Les années se suivent et ne se ressemblent pas. Septembre 2016 nous servait sur un plateau d’argent et de plumes noires Verismo, un album consacré au répertoire italien du tournant du 19e siècle où Anna Netrebko apparaissait au sommet de son art. La rentrée 2017 nous bazarde sur un coin de comptoir Romanza, un enregistrement à plus ou moins deux voix auquel nous n’aurions pas forcément consacré une critique entière si ne figurait au générique la soprano la plus demandée du moment.
Accompagnée de son inévitable époux, Yusif Eyvazov, celle qui vient de triompher – à juste titre – dans Aida à Salzbourg se présente sous un jour peu favorable aux amateurs d’art lyrique. Dix-huit chansons trempées dans le même sirop harmonique et mélodique par le producteur et compositeur Igor Kroutoï composent un programme conçu à l’origine pour le marché russe. Les paroles ont été pour la plupart traduites en italien afin de séduire une clientèle internationale. Une édition dite « de luxe » ajoute un deuxième CD et une petite vingtaine de titres piochés au hasard dans la discographie de la chanteuse, de 2003 (la romance de Rusalka dirigée par Emmanuel Villaume) à l’an passé (deux extraits de Verismo).

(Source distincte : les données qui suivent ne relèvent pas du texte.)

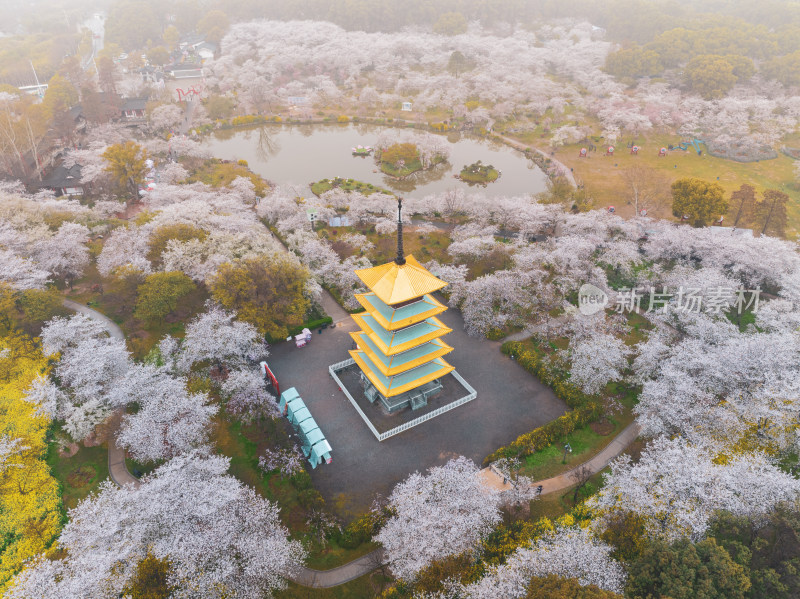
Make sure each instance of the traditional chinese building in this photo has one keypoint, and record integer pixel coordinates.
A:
(399, 347)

En ce qui concerne Romanza, avec onze titres pour Anna Netrebko, quatre pour Yusif Eyvazov et trois duos, la répartition joue en faveur de la soprano. On ne s’en plaindra pas tant le timbre du ténor continue de plomber un répertoire prétendument moins exigeant. L’amour n’est hélas pas pierre philosophale. La voix voluptueuse d’Anna Netrebko elle-même ne sort pas indemne de la confrontation avec un genre pour lequel elle n’a pas été formée. Que sauver de ces mélopées écrites dans un haut medium finalement peu flatteur : la longueur du souffle, la lumière de l’aigu… On cherche ne serait-ce qu’un argument en faveur de ce que l’on nous présente comme l’album le plus personnel de la chanteuse mais on a beau chercher, on ne trouve pas.